* * * * * * *
Something or somebody was calling to me, and by name. My subauditory senses had been conscious of the fact long, it seemed, before any association of it with reality occurred to startle them. But now, and more acutely, the sound penetrated, cutting through the web of sleep; and the next moment I had leapt wide awake, and was sitting up listening.
“Dane, Dane, Dane! Holà, Monsieur! Holà, Monsieur Dane! Do you hear? Answer, then! Dane, Dane, Dane!”
“Here!” I shouted, scrambling to my feet, and facing in the direction of the voice. The mist had thinned somewhat, and was penetrated, moreover, with a white diffused light, in the shine of which all immediate details of the surrounding plateau were faintly visible.

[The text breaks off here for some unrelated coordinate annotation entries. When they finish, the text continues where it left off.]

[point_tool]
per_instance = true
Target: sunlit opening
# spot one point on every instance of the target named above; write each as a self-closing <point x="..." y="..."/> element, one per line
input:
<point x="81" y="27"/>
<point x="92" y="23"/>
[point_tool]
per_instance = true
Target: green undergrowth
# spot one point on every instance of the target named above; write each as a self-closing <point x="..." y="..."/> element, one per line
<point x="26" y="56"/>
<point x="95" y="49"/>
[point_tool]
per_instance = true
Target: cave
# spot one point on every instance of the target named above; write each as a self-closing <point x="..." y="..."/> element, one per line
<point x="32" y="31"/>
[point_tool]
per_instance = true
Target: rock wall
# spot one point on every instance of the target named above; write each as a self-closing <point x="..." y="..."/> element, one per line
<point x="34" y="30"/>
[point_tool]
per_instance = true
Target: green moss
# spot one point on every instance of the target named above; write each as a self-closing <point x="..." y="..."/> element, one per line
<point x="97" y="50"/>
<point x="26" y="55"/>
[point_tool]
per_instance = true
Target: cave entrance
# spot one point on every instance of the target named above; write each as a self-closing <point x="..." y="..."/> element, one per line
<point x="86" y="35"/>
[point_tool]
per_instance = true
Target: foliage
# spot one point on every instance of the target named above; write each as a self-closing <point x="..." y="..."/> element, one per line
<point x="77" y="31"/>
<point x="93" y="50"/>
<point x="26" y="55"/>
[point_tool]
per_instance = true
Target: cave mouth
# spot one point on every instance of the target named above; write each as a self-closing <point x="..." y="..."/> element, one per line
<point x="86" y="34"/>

I thought at first that day had dawned upon me as I lay, but in a moment recognised the silvery radiance for that of the full moon, which appeared to hang in the heavens right above the banks of vapour. And not fifty yards away from me stood a solitary figure, ghostly and motionless on a rock, and looking like a half-gilded statue in the glow from a lantern it carried in its hand.

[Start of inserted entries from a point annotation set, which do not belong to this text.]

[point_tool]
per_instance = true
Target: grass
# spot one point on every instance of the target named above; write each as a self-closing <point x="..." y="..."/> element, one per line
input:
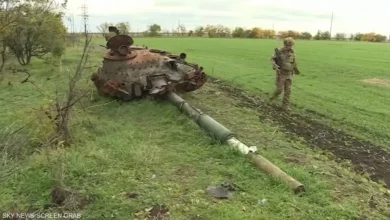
<point x="329" y="83"/>
<point x="150" y="148"/>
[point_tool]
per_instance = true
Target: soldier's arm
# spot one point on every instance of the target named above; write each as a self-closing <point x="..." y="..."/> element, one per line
<point x="273" y="63"/>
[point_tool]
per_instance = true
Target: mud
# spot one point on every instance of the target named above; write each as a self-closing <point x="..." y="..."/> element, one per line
<point x="365" y="157"/>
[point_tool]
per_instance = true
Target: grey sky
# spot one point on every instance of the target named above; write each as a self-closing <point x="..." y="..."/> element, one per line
<point x="300" y="15"/>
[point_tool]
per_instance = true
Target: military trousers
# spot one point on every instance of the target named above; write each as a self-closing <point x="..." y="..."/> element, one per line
<point x="283" y="84"/>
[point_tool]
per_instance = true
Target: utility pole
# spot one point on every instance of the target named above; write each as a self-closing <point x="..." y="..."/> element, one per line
<point x="331" y="24"/>
<point x="85" y="17"/>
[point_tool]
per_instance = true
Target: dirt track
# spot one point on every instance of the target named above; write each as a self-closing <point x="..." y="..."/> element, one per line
<point x="365" y="156"/>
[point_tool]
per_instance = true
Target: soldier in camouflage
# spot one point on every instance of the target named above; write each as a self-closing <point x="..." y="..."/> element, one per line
<point x="285" y="66"/>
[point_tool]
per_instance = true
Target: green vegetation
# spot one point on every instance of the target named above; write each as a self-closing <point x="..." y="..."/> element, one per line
<point x="151" y="149"/>
<point x="330" y="83"/>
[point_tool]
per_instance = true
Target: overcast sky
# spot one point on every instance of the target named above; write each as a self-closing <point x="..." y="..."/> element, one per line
<point x="301" y="15"/>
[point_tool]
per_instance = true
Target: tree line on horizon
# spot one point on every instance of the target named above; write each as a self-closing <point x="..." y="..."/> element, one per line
<point x="221" y="31"/>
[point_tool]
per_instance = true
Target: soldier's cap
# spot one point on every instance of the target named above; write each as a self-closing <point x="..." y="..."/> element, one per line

For an instant my drugged wits failed to respond to the vision; then, with a laugh, I began to stumble forward—and stopped.
“Hullo!” I shouted. “Shall I come to you? Is it safe?”
Though I repeated the cry, never a syllable answered me. It seemed strange. Surely, the hallooing, whose echoes still rang in my brain, could have come from no direction but this. I dwelt puzzled a moment; then, deciding to take silence for assent, continued to advance. I went stupidly, still fuddled in my mind, lifting and putting down my feet mechanically, and hardly looking where I trod. The figure, never moving or uttering sound, began to take to me near shape and substance. I was already within speaking distance of it, when it appeared to move, and a cry came from its lungs, sudden and furious:—
“Halt!”
I had wit, or instinct enough to stop on the instant—and lucky for me I had. That moment returns to me now in a black shock of memory. As I stood, vaguely wondering, the figure came down from its stone; approached me; halted abruptly within six yards of where I stood—and it was Carabas. In the sick shine of the lantern he carried his face looked livid and contorted. He stood a moment; then leaned down the lantern, and swung it to and fro.
“Voilà ce que c’est!” he said, in a thick scornful voice. “Another step, and you would have been in.”